Between the lines: - Pryor is positioning believability as a more durable advantage than charisma or polished messaging. - The book’s framing suggests a tougher standard for professionals: audiences are not just listening, they are auditing. - The Trustpilot example is meant to show that even AI systems are now operating in a credibility economy, not just people. - Pryor’s focus on the Observant Middle signals a shift away from winning over loyal supporters and toward avoiding quiet rejection from undecided audiences.

What’s next: - Pryor will promote the book ahead of its November 2026 release. - Media interviews will focus on the shift from trust-first to verify-first behavior, strategic ambiguity, curation creep and the Observant Middle. - Readers can pre-order the book now and access assets at hennapryor.com.

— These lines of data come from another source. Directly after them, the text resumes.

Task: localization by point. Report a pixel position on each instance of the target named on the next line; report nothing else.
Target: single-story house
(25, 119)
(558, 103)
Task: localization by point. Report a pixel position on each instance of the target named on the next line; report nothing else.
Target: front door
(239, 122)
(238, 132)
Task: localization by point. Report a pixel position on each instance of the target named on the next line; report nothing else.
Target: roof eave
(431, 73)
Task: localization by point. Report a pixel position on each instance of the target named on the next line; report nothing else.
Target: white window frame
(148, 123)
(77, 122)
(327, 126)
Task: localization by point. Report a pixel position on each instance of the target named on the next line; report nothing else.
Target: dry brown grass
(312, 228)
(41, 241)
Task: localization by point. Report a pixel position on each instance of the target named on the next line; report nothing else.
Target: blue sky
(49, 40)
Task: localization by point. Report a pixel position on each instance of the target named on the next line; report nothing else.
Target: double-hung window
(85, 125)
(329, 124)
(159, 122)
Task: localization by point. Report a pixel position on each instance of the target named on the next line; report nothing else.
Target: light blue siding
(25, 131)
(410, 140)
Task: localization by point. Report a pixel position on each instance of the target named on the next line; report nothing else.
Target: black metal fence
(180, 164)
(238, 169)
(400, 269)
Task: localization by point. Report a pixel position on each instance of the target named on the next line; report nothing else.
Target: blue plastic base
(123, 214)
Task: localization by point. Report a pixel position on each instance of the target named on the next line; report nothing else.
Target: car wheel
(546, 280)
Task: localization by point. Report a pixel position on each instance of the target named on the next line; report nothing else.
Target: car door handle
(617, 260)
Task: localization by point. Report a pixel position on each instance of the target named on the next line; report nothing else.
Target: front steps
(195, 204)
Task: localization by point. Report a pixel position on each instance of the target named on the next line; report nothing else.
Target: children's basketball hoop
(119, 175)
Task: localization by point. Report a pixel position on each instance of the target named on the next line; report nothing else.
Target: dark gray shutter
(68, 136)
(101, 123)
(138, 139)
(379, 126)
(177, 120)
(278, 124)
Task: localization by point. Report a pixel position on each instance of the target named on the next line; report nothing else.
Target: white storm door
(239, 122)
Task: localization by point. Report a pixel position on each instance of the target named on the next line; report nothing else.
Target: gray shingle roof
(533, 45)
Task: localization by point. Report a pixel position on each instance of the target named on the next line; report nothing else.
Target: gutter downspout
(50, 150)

The bottom line: - Pryor’s message is simple: in a skeptical, searchable, AI-shaped world, the people who get believed will be the ones who manage their signals as carefully as their message.

Disclaimer: This article was produced by AGP Wire with the assistance of artificial intelligence based on original source content and has been refined to improve clarity, structure, and readability. This content is provided on an “as is” basis. While care has been taken in its preparation, it may contain inaccuracies or omissions, and readers should consult the original source and independently verify key information where appropriate. This content is for informational purposes only and does not constitute legal, financial, investment, or other professional advice.